You put a rifle in his hand;

You sent him far away,

You shouted, "Hip, hooray!"

But look at him today!

--Remember My Forgotten Man (1933)

_________________

Isn't it strange that in 1979 the U.S. cheered for and sponsored the Taliban and the seminal al-Qaeda in the Russian-Afghanistan War?

Strange that the Soviet Union and the U.S. had roughly the same agenda, which was and is secularism and the parity of women, and the suppression of Islamic radicalism, yet we saw fit to oppose them. Why did the U.S. oppose the Soviet invasion?

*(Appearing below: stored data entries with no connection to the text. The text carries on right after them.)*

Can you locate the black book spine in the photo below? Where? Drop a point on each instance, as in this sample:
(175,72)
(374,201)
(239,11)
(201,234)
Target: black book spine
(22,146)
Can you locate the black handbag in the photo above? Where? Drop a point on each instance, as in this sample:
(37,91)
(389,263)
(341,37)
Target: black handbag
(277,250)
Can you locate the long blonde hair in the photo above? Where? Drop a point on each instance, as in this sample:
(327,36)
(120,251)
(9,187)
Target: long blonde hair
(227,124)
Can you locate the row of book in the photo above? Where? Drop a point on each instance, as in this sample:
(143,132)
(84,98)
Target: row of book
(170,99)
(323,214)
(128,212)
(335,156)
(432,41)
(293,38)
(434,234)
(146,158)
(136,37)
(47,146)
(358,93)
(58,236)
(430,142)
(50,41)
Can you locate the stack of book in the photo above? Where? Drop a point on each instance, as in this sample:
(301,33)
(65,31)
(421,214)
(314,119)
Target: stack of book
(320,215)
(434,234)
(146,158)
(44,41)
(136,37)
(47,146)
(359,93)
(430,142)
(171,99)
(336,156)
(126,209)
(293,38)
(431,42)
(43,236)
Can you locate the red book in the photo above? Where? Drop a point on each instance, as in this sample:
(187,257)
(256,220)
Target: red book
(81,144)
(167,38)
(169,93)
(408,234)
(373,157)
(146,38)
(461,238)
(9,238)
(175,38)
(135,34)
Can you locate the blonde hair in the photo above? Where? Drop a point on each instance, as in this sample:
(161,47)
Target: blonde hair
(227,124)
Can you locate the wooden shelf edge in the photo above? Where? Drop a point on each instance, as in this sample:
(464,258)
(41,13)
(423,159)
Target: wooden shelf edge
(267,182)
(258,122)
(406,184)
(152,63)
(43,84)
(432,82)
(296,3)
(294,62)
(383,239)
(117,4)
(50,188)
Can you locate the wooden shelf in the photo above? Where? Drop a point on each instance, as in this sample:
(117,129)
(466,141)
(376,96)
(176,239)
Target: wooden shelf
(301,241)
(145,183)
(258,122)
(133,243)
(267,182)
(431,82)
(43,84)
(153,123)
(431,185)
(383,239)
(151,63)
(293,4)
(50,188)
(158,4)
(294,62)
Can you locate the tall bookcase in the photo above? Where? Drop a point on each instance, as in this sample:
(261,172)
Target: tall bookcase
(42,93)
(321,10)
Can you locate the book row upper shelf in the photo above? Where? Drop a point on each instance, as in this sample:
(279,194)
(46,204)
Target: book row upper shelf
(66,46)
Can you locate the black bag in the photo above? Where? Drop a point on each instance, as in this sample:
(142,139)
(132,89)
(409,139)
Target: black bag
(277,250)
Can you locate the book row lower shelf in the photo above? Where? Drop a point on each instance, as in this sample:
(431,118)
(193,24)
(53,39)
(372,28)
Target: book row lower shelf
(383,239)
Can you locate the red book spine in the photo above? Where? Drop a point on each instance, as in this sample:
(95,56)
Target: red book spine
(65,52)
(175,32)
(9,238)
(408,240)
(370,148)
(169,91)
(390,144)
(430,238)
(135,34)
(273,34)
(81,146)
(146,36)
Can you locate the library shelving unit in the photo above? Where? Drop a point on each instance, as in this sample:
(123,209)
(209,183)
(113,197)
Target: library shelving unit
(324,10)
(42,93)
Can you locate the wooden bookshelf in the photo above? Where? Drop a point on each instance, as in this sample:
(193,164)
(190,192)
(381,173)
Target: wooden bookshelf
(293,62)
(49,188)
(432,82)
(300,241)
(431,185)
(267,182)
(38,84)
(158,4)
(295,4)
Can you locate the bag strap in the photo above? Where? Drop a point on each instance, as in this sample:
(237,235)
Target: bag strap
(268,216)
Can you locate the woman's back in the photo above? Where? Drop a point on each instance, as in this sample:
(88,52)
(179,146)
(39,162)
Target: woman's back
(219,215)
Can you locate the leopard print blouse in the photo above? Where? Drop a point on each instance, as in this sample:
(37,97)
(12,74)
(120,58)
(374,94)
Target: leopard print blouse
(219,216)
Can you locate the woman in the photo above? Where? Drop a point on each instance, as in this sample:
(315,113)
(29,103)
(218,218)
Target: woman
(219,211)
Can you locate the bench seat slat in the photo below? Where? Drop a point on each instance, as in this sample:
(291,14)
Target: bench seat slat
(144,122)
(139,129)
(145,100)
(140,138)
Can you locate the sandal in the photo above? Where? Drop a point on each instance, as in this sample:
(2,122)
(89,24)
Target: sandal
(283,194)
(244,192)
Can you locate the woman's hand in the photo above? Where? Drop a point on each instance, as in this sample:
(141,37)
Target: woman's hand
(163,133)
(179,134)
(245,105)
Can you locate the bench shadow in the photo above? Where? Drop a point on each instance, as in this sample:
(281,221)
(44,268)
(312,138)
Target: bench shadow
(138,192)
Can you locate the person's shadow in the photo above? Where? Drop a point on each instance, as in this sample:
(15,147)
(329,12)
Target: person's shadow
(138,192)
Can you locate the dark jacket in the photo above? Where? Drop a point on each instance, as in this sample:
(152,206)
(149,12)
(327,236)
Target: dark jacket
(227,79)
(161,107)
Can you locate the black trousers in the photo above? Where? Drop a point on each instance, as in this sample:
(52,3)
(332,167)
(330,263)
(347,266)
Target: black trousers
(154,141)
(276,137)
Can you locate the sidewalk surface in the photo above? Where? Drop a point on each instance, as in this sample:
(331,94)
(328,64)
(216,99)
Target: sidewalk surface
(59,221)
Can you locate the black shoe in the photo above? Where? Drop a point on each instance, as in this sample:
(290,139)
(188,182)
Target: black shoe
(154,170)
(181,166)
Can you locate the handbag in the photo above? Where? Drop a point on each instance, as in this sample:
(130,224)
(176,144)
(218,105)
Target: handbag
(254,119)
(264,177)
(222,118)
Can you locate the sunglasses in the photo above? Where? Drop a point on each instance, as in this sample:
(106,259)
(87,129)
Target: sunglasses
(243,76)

Why do the American people support the U.S.'s invasion and continued war in Afghanistan?
Why do the Afghan people continue to fight U.S. aggression? Is it the same reason they fought the Soviets?

So 30 years ago U.S. policy was to oppose the Soviets in Afghanistan, whose objectives were in sync with those of the U.S. today.
The terrorist's objectives were also the same -- evict foreign powers. The same enemy that fought the Soviets fight us today, but back then we supported the Afghans with funds, training and materiel, and best of all, Stinger missiles and safe haven in Pakistan.


Now bogged down in the same war, the only question that arises is: Do idiots run the U.S.? Are the Departments of Defense, State and Central Intelligence Agency so myopic and uncreative as to do a complete flip-flop in 30 years? What is gained and what is lost by such vacillation?


Which brings us to the present situation in tribal regions of Pakistan. The threat destabilizing the region was created, aimed, cocked and armed by shortsighted U.S. policy. Do U.S. policymakers create these cock-ups
on purpose just to have something to do, or are they just clueless?

There are a lot of questions here. The entire Phony War on Terror (PWOT ©) seems one big question mark.